La primera semana de junio de 1780 Londres se convirtió en un ciudad sin ley, con constantes saqueos y violencia

Imagen de los londinenses cargando contra las iglesias católicas
Imagen de los londinenses cargando contra las iglesias católicasLa RazónArchivo

Nueve años antes que la Revolución Francesa, Londres sufrió los disturbios más violentos y destructivos de su historia por culpa de un pueblo cansado de sus gobernantes, un claro antecedente de lo que le esperaba al mundo. Auspiciados por un creciente odio anticatólico, los disturbios dieron paso a una semana de saqueos, el incendio de numerosas iglesias, de las casas de los miembros del parlamento y hasta la ocupación del Banco de Inglaterra o la prisión de Newgate, donde se liberaron a todos los prisioneros. En su pared quedó grabada una frase para la historia: “Los reclusos han sido liberados por la autoridad de Su Majestad, el Rey Populacho”

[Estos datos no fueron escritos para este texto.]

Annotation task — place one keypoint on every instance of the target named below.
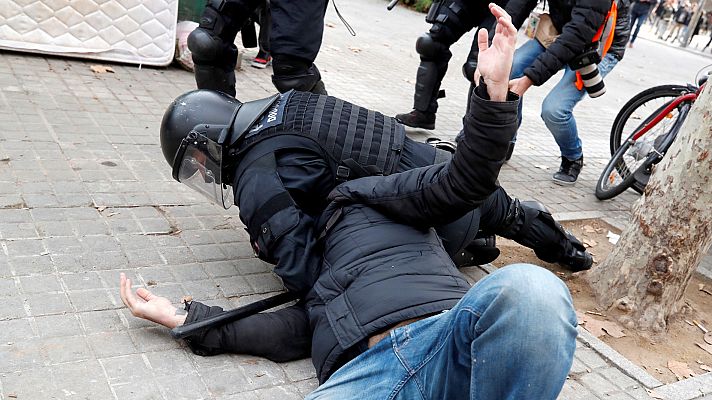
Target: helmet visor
(198, 165)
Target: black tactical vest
(349, 135)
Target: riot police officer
(450, 20)
(295, 37)
(278, 158)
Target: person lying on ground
(389, 315)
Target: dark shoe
(479, 252)
(568, 171)
(576, 258)
(510, 151)
(417, 119)
(262, 60)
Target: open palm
(494, 62)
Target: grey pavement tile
(16, 356)
(93, 299)
(182, 385)
(153, 339)
(13, 307)
(102, 321)
(66, 349)
(38, 265)
(59, 325)
(111, 344)
(125, 369)
(40, 284)
(169, 362)
(299, 370)
(16, 329)
(141, 389)
(49, 303)
(82, 280)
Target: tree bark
(646, 274)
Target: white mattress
(132, 31)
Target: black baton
(179, 332)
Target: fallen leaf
(100, 69)
(680, 369)
(655, 395)
(704, 346)
(599, 328)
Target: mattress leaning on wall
(130, 31)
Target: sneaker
(568, 171)
(262, 60)
(576, 258)
(417, 119)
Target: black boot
(568, 171)
(417, 119)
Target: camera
(586, 65)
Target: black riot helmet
(195, 133)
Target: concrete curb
(698, 387)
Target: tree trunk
(670, 231)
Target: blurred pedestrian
(638, 15)
(680, 20)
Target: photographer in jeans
(534, 64)
(389, 315)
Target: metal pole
(186, 330)
(693, 23)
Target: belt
(373, 340)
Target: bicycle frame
(689, 97)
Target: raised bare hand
(147, 305)
(494, 62)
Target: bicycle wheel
(632, 163)
(640, 110)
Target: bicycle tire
(618, 165)
(613, 166)
(638, 101)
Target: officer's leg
(450, 19)
(211, 44)
(530, 224)
(296, 35)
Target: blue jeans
(558, 106)
(638, 17)
(512, 336)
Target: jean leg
(524, 56)
(557, 113)
(512, 336)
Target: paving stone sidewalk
(85, 194)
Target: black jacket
(377, 271)
(622, 33)
(577, 21)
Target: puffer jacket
(383, 264)
(577, 21)
(622, 33)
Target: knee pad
(203, 46)
(431, 49)
(291, 73)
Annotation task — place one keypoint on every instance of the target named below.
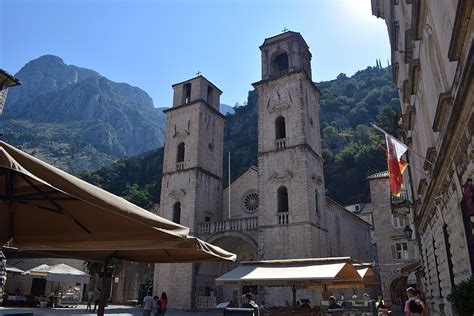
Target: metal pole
(103, 290)
(293, 289)
(229, 185)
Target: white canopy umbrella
(60, 273)
(13, 270)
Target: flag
(396, 165)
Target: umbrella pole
(293, 289)
(103, 292)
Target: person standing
(250, 303)
(156, 306)
(334, 308)
(90, 297)
(147, 304)
(414, 306)
(163, 303)
(96, 299)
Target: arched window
(282, 200)
(280, 128)
(180, 155)
(177, 212)
(316, 200)
(280, 63)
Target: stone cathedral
(278, 209)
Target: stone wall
(246, 184)
(349, 235)
(432, 60)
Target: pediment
(278, 107)
(281, 176)
(317, 178)
(176, 194)
(181, 134)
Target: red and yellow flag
(396, 165)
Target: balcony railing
(237, 224)
(283, 218)
(205, 302)
(400, 201)
(401, 204)
(280, 143)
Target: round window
(251, 202)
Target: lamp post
(408, 232)
(3, 274)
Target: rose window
(251, 202)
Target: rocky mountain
(226, 109)
(351, 148)
(77, 119)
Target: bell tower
(191, 185)
(291, 182)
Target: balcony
(401, 204)
(283, 218)
(237, 224)
(280, 143)
(205, 302)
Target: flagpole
(387, 134)
(229, 185)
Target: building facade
(432, 62)
(276, 210)
(393, 236)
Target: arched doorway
(206, 290)
(398, 290)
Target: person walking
(147, 304)
(90, 297)
(414, 306)
(250, 303)
(96, 299)
(163, 303)
(156, 306)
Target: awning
(44, 208)
(13, 270)
(299, 272)
(59, 273)
(367, 274)
(190, 250)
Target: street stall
(46, 212)
(322, 273)
(61, 283)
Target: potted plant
(462, 297)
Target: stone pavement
(118, 310)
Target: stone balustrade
(283, 218)
(205, 302)
(280, 143)
(236, 224)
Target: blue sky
(152, 44)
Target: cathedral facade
(276, 210)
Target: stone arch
(206, 272)
(280, 127)
(177, 212)
(249, 239)
(279, 62)
(180, 152)
(282, 200)
(398, 286)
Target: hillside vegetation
(77, 119)
(351, 148)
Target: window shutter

El 9 de junio terminaba una semana que vio arder Londres como Roma ardió con Nerón. Y el inicio fue una protesta pacífica de hasta 120.000 personas frente al Parlamento junto en el momento en que se aprobaba la llamada Acta Papal o Acta Católica de socorro, que prohibía la descriminación contra los británicos católicos. Como ahora con el black lives matter, parecía un acuerdo de mínimos, una ley para no crear ciudadanos de segunda, pero el odio racial y religioso a veces no permite redimensionar nuestra vida.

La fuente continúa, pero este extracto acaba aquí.